Measurements using Ar-cluster sputtering were performed at an upgraded TOF-SIMS⁴ instrument (ION-TOF, Münster, Germany). An ion dose of Bi₃ at 25 keV of 1.67 × 10⁹ ions was applied to an analysis raster of 300 × 300 µm² with a pixel raster of 256 × 256 pixels. Ar₁₀₀₀ clusters were used as sputter ions at an energy of 10 keV. A total sputter dose of 1.13 × 10¹³ ions was applied to a sputter raster size of 500 × 500 µm². The non-interlaced sputtering mode was used at a cycle time of 200 µs resulting in a mass range up to 1500 Da was used. The calibration of the spectra was facilitated by the use of the small organic ions (CH₃⁺, C₂H₅⁺, C₃H₇⁺, and C₄H₉⁺). Mass resolutions (R = m/Δm) between 3100 and 9000 were achieved.

The resulting 3D distributions of the signals were projected onto a 2D plane to enable a simple comparison of the signals.

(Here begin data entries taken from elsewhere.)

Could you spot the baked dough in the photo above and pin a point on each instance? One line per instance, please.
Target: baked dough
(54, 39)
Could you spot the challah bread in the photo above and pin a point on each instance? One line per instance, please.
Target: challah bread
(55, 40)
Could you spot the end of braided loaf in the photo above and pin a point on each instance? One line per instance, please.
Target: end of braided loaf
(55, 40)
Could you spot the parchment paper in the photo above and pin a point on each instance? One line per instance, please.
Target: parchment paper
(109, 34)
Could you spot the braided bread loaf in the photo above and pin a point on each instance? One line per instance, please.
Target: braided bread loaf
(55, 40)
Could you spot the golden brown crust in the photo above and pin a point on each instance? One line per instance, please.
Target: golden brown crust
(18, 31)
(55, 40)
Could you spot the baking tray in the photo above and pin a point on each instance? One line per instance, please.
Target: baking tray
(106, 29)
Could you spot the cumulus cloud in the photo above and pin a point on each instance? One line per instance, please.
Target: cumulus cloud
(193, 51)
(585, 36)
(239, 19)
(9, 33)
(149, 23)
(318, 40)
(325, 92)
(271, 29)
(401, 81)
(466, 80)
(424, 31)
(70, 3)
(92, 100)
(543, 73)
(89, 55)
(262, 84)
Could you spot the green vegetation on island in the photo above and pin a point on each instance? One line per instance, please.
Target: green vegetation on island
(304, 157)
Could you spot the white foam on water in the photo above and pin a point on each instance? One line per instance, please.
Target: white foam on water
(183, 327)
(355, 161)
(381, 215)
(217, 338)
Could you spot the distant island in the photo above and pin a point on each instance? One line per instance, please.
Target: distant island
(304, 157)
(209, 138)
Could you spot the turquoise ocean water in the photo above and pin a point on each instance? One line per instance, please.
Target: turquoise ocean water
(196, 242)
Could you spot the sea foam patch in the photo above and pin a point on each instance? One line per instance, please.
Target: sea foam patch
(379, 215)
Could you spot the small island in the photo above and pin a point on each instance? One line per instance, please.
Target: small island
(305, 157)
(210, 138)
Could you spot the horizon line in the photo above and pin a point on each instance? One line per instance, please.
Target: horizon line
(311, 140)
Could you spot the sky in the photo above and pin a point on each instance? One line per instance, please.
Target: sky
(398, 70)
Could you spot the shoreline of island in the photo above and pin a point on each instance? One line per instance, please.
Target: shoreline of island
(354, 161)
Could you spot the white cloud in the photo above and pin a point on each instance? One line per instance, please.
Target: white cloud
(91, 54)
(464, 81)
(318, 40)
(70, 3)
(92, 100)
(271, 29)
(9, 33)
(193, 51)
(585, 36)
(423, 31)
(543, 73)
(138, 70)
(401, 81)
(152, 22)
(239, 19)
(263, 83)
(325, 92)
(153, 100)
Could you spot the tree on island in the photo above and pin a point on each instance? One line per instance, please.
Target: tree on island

4.4. Ion Beam Microscope Analysis

Ion beam measurements were conducted at the Leipzig Ion Nanoprobe LIPSION (Leipzig, Saxony, Germany) of the Felix-Bloch-Institute for Solid State Physics. The measurements were executed with a proton beam of an energy of 2.25 MeV with a beam current of about 1 nA under vacuum conditions of 5.0 × 10⁻³–1.0 × 10⁻⁵ Pa. The spatial resolution was set to approximately 1 µm.

The PIXE spectroscopy employed a Canberra PIXE detector (Meriden, CT, USA) consisting of a high purity Germanium crystal (95 mm² active area) additionally covered with a 60 μm polyethylene layer, in order to avoid the penetration of backscattered protons.

For the RBS spectrometry measurements, the backscattered protons were detected using a passivated implanted planar silicon (PIPS)-detector from Canberra (Meriden, CT, USA). Rutherford backscattering spectrometry was applied to determine accumulated charge, atom density (atoms/cm²) and element matrix composition (C, N, and O). These data were used as input parameters to calculate the concentration of ZrO₂ in ng/cm² from the integral intensity of the Zr K-line from the PIXE spectrum [2,16,29].

The data was collected using the MpSys Software (MARC Group of Prof Jamieson, Melbourne, Australia). The charge, density and element concentration were determined by fitting the experimental RBS and PIXE data in SIMNRA 6.0 (Mayer, M., Garching, Germany) and GeoPIXE5.1b software (CSIRSO, Melbourne, Australia).